Objective
There are few studies evaluating whether to proceed with planned resection when a patient with non-small cell lung cancer (NSCLC) unexpectedly is found to have N2 disease at the time of thoracoscopy or thoracotomy. To help guide management of this clinical scenario, we evaluated outcomes for patients who were upstaged to pN2 after lobectomy without induction therapy using the National Cancer Database (NCDB).
Methods
Survival of NSCLC patients treated with lobectomy for clinically unsuspected mediastinal nodal disease (cT1-3N0-1, pN2 disease) from 1998-2006 in the NCDB was compared to “suspected” N2 disease patients (cT1-3N2) who were treated with chemotherapy ± radiation followed by lobectomy, using matched-analysis based on propensity scores.
Results
Unsuspected pN2 disease was found in 4.4% (2,047/46,691) of patients who underwent lobectomy as primary therapy for cT1-3N0-1 NSCLC. The 5-year survival was 42%, 36%, 21%, and 28% for patients who underwent adjuvant chemotherapy (n=385), chemoradiation (n=504), radiation (n=300), and no adjuvant therapy (n=858), respectively.

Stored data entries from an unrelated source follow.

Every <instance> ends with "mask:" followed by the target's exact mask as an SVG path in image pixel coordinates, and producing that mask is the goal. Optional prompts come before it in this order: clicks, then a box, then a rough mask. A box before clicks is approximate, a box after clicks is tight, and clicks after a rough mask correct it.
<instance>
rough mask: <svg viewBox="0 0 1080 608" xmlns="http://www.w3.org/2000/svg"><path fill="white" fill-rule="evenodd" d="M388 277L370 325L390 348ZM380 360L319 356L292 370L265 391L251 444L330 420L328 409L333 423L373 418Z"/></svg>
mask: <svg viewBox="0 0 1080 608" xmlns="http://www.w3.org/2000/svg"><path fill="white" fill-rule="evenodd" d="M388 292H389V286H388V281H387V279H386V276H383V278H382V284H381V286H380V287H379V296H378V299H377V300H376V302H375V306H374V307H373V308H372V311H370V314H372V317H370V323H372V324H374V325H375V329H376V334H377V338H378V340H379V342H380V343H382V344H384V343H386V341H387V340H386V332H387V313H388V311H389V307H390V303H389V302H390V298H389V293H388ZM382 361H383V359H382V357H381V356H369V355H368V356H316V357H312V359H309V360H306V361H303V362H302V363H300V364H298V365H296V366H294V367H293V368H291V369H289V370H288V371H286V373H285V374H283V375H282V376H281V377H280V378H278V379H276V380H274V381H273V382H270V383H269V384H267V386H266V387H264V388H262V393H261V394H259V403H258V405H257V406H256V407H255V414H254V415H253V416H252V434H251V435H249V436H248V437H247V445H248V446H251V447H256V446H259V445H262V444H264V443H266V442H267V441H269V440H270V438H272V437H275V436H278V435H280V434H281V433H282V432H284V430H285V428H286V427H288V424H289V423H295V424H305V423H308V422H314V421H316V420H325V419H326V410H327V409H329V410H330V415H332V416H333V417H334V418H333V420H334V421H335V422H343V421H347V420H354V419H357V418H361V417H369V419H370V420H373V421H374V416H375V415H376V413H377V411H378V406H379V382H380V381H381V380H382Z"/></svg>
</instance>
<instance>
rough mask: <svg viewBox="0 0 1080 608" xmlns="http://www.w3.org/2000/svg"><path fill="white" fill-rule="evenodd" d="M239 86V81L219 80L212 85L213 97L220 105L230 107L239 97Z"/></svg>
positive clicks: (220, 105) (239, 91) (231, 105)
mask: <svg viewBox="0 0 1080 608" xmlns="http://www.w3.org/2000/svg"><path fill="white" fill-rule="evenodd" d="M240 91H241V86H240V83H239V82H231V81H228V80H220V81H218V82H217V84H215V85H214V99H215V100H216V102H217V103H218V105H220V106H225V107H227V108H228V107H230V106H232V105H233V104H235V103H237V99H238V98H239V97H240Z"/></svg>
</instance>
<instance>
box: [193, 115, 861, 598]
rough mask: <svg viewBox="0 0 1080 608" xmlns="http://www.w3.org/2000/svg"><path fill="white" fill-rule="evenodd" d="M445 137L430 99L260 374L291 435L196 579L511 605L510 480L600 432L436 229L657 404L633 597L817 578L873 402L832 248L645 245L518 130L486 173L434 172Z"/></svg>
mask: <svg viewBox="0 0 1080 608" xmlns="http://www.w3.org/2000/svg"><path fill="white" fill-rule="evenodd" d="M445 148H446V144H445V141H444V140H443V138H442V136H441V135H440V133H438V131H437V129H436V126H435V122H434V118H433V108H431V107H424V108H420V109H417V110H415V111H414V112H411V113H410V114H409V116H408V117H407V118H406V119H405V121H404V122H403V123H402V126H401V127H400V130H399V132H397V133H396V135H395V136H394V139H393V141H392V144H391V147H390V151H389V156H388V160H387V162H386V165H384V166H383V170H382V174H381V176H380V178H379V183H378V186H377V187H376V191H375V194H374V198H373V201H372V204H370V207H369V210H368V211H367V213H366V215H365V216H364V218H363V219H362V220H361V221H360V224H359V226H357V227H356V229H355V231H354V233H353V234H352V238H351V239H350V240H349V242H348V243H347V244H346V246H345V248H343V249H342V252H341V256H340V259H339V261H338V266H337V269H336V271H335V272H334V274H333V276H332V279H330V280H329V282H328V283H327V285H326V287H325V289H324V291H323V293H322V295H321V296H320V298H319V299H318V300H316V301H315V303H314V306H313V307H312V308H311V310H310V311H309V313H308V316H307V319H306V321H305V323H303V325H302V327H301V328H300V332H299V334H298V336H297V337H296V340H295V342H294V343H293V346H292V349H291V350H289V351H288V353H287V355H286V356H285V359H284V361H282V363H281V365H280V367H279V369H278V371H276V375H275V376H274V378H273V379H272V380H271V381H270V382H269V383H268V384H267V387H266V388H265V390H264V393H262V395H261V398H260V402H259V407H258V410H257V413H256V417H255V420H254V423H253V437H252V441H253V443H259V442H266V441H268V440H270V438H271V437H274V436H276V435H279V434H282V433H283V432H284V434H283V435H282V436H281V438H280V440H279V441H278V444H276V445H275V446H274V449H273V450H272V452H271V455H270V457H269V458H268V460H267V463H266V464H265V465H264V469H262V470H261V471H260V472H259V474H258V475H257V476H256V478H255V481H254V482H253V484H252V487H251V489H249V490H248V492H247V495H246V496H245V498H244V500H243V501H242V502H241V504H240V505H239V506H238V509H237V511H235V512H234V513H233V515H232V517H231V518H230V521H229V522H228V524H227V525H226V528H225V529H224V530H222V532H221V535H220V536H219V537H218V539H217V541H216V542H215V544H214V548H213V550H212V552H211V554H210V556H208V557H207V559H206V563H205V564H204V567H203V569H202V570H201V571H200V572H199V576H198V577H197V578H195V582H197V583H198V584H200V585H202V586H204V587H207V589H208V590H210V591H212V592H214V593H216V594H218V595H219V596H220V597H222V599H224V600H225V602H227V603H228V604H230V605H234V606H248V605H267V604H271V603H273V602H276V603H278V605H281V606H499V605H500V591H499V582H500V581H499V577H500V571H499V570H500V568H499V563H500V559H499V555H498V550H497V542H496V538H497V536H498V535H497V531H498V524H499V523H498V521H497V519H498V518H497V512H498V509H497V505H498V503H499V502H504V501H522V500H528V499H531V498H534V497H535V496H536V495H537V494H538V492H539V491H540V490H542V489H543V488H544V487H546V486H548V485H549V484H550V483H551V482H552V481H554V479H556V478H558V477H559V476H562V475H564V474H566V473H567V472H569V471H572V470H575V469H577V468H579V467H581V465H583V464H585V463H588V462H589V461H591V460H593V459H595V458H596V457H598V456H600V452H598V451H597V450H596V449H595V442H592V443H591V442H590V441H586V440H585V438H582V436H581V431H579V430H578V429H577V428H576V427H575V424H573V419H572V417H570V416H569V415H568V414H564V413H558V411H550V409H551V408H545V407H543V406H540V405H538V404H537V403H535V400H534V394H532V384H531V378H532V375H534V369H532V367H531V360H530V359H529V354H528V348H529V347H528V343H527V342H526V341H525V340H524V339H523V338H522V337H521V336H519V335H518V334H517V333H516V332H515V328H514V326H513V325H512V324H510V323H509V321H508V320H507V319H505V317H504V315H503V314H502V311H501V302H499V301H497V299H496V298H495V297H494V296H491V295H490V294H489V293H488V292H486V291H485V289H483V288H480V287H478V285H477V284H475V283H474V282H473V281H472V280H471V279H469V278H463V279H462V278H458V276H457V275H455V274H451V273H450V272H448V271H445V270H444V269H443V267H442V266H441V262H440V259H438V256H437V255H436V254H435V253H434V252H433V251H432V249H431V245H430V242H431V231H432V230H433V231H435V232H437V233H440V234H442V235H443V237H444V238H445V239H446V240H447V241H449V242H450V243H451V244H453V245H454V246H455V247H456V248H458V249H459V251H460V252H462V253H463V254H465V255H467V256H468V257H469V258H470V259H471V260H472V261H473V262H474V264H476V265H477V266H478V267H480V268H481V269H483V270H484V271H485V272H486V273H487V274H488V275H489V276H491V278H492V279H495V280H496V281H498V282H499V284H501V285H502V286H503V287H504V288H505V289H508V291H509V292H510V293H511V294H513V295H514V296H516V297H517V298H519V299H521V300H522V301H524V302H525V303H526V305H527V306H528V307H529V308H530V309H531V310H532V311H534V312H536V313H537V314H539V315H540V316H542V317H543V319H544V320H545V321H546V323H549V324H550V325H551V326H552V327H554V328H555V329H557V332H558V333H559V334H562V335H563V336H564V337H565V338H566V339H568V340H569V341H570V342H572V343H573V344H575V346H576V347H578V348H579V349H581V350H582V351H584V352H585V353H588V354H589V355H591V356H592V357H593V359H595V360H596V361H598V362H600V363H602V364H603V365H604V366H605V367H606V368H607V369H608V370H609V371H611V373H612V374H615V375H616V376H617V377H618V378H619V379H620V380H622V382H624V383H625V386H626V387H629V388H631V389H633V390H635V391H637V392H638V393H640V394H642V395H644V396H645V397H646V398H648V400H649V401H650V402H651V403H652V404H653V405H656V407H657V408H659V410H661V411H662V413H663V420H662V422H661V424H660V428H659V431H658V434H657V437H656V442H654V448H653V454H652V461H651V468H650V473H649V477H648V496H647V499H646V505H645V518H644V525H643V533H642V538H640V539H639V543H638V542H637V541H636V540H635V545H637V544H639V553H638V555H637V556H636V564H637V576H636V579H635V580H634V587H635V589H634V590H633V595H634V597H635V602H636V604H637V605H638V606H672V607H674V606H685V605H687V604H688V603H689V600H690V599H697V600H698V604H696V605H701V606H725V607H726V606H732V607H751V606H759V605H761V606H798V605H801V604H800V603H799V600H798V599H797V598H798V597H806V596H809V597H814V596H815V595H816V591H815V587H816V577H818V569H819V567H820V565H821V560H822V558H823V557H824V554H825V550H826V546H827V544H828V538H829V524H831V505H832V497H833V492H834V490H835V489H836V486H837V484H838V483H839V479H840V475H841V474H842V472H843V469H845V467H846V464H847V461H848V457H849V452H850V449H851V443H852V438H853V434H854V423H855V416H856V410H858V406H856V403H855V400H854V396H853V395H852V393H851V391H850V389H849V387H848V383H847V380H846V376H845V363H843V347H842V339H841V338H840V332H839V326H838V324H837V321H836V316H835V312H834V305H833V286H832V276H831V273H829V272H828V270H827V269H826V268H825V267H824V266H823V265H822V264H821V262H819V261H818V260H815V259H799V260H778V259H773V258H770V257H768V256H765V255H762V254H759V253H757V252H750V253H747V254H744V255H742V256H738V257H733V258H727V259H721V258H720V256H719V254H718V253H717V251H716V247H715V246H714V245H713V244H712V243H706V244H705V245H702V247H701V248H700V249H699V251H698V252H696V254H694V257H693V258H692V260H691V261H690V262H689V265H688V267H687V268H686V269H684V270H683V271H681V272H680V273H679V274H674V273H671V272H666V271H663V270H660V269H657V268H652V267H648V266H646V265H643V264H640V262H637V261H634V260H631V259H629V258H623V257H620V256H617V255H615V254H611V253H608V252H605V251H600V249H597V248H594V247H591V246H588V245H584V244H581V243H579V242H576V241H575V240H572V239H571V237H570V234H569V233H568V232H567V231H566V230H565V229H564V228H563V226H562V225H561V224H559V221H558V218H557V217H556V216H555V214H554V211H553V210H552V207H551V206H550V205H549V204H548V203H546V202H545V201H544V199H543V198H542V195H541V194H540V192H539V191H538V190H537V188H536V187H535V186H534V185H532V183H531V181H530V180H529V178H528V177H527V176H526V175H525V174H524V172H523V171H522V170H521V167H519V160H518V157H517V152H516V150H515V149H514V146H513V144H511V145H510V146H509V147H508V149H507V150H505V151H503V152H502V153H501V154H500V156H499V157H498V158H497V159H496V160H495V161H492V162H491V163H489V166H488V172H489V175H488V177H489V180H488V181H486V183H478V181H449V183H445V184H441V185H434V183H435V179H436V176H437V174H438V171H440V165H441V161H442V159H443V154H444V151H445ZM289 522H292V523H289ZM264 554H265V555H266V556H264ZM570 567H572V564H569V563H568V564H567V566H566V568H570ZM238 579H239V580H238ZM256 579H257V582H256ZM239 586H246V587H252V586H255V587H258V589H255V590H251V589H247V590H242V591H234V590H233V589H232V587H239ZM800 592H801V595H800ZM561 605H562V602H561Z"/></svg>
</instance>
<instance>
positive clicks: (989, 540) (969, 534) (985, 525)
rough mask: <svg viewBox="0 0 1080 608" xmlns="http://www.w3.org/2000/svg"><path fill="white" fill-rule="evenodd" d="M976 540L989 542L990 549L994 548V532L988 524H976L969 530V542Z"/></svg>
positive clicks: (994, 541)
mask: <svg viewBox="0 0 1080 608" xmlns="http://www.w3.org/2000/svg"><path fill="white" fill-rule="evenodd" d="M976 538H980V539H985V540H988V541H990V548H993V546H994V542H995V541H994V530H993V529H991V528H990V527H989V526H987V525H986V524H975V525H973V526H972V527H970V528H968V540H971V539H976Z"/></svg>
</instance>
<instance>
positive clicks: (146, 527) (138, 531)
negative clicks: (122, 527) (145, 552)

Five-year survival of the entire unsuspected pN2 cohort was worse than survival of 2,302 patients were treated with lobectomy after induction therapy for cN2 disease (30% vs 40%, p < 0.001), though no significant difference in five-year survival was found in a matched-analysis of 655 patients from each group (37% vs 37%, p = 0.95).
Conclusion
This population-based analysis suggests that, in the setting of unsuspected pN2 NSCLC, proceeding with lobectomy does not appear to compromise outcomes if adjuvant chemotherapy ± radiation therapy can be administered following surgery.